By A. Feder Cooper (DLI Doctoral Alum, Cornell University)
FAccT, or the ACM Conference on Fairness, Accountability, and Transparency, has become the flagship venue for sociotechnical work in computing. However, FAccT’s primacy has not come about without conflict. Among numerous critiques, one common refrain is that the conference expresses a bias toward two styles of work: fairness-related research and quantitative methods. Moreover, these two styles are even narrower than their descriptors imply; typically, fairness-related studies limit themselves to machine learning (ML), such that a given work frequently involves both fairness and quantitative methods, rather than just one of the two, thereby falling under the single overarching area of “algorithmic fairness” research.
Work published this year at FAccT, which takes a retrospective approach to identifying topics at the prior four years of FAccT conferences  (2018-2021, full proceedings papers) largely supports the above critique. In their mixed-methods study, Laufer, et al. analyze the dominant themes in FAccT scholarship, providing complementary qualitative and quantitative results that show a clear bias toward fairness and quantitative papers. Their manual, qualitative paper coding analysis shows that 69% of all publications involve fairness, with transparency and accountability each following with 26%, respectively, for which 61.3% of papers can be categorized (or self-categorize) as “STEM” or “technical” works; their unsupervised quantitative analysis using topic modeling and citation networks corroborates this finding by yielding multiple, overlapping fairness- and machine-learning-specific categories. Of particular note in their topic model analysis is that, while accountability remains relatively under-examined in relation to fairness, there has been a year-over-year increase in accountability-focused papers over the first four years of FAccT.
A natural extension of this finding is to ask how accountability fared in 2022, the fifth year of the FAccT conference. FAccT 2022 was the largest conference to-date with over twice as many submissions in comparison to 2021. Did these new additions to the FAccT corpus extend the pattern of increasing interest in sociotechnical accountability scholarship? What forms did work on accountability take this year? How did this work complement, extend, or reimagine prior work on accountability? In the remainder of this blog post, I extend the work of Laufer et al. to the FAccT 2022 proceedings, with an eye turned particularly toward these questions concerning accountability scholarship. I walk through my preliminary findings concerning the state of accountability scholarship at FAccT, and close with directions and questions for future work.
Identifying Accountability-Related Work in FAccT 2022
I scraped the 2022 FAccT proceedings, which contains the archival, full-length publications. Laufer et al. used the paper PDFs to generate their dataset, which led to various conversion and data quality errors and thus required a time-consuming, two-phase iterative cleaning process that cycled between automated and manual cleaning. This work was documented to take on the order of 50 hours for 186 papers. To avoid such a substantial time investment, rather than converting the PDF versions of the papers to text files, I pulled the html versions of the papers, which ACM creates for accessibility purposes. These versions contain the raw text and therefore are not subject to the same data quality issues as the PDFs versions. As a result, I was able to use the code repository that accompanies Laufer et al. to perform automated data cleaning with more-limited manual intervention for the 181 papers published this year.

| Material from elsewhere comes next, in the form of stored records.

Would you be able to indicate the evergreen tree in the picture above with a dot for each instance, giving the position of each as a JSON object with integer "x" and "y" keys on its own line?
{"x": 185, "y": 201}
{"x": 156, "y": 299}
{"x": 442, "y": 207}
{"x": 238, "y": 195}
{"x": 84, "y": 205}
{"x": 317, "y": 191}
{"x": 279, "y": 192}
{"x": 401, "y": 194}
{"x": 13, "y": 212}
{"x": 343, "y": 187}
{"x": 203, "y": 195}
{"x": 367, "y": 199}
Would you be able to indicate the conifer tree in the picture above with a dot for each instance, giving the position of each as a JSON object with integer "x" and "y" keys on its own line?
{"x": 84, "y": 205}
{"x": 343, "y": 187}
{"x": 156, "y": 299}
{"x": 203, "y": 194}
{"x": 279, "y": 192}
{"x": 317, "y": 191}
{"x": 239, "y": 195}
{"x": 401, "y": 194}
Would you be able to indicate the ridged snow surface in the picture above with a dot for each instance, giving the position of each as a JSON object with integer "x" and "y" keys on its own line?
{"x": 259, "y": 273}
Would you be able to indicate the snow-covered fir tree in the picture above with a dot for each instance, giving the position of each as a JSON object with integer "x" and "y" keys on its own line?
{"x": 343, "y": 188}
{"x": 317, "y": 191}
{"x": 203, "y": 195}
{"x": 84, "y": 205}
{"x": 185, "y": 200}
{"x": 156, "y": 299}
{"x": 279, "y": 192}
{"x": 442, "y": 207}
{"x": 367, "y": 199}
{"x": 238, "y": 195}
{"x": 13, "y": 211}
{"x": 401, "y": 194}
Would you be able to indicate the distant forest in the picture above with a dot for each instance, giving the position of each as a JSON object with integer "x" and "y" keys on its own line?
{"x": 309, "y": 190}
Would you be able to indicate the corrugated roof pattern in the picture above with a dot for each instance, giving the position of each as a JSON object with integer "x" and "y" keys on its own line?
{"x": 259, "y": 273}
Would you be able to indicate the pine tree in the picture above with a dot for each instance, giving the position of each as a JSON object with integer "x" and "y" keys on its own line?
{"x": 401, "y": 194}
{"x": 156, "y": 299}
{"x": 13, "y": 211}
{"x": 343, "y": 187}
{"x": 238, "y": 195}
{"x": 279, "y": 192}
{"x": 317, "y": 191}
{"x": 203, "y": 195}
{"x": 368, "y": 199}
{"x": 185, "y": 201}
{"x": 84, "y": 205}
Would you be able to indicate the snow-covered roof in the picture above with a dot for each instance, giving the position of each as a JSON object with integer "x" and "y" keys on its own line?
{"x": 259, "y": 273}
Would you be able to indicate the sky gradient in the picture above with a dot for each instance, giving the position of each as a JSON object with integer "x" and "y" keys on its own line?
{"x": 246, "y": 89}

For consistency, I applied the topic model used (and exported to the repository) by Laufer et al. to assign the 20 topics identified from 2018-2021 to the papers in 2022. I spot-checked the quality of the topic assignments by examining a random selection of papers from the corpus, and then narrowed in to look at the papers identified to have accountability as a focus.
My analysis identified 16 papers (of 181), for which the model from Laufer et al. assigned “accountability” as a topic—less than 10% of all FAccT 2022 papers. Despite their limited number, these papers cover a wide variety of concepts across computing and other disciplines—case studies of specific technical systems, framework requirements  for accountability in ML, philosophical and normative discussions of underlying logics of accountability, legal tech pieces regarding issues like trade law and torts, and labor organizing in the tech industry. Notably, none of these papers was explicitly about an algorithm or other quantitative-focused approach, and only one paper, Making the Unaccountable Internet, did not concern machine learning or artificial intelligence. 
Takeaways, Risks, and Open Questions
From this preliminary analysis, it is not clear exactly whether or not the trend among the first four years of FAccT has continued into 2022 — that there is (or is not) an increasing emphasis on accountability-related scholarship within the community. Beyond this quantitative observation, however, there are more interesting takeaways and questions concerning the work published this year.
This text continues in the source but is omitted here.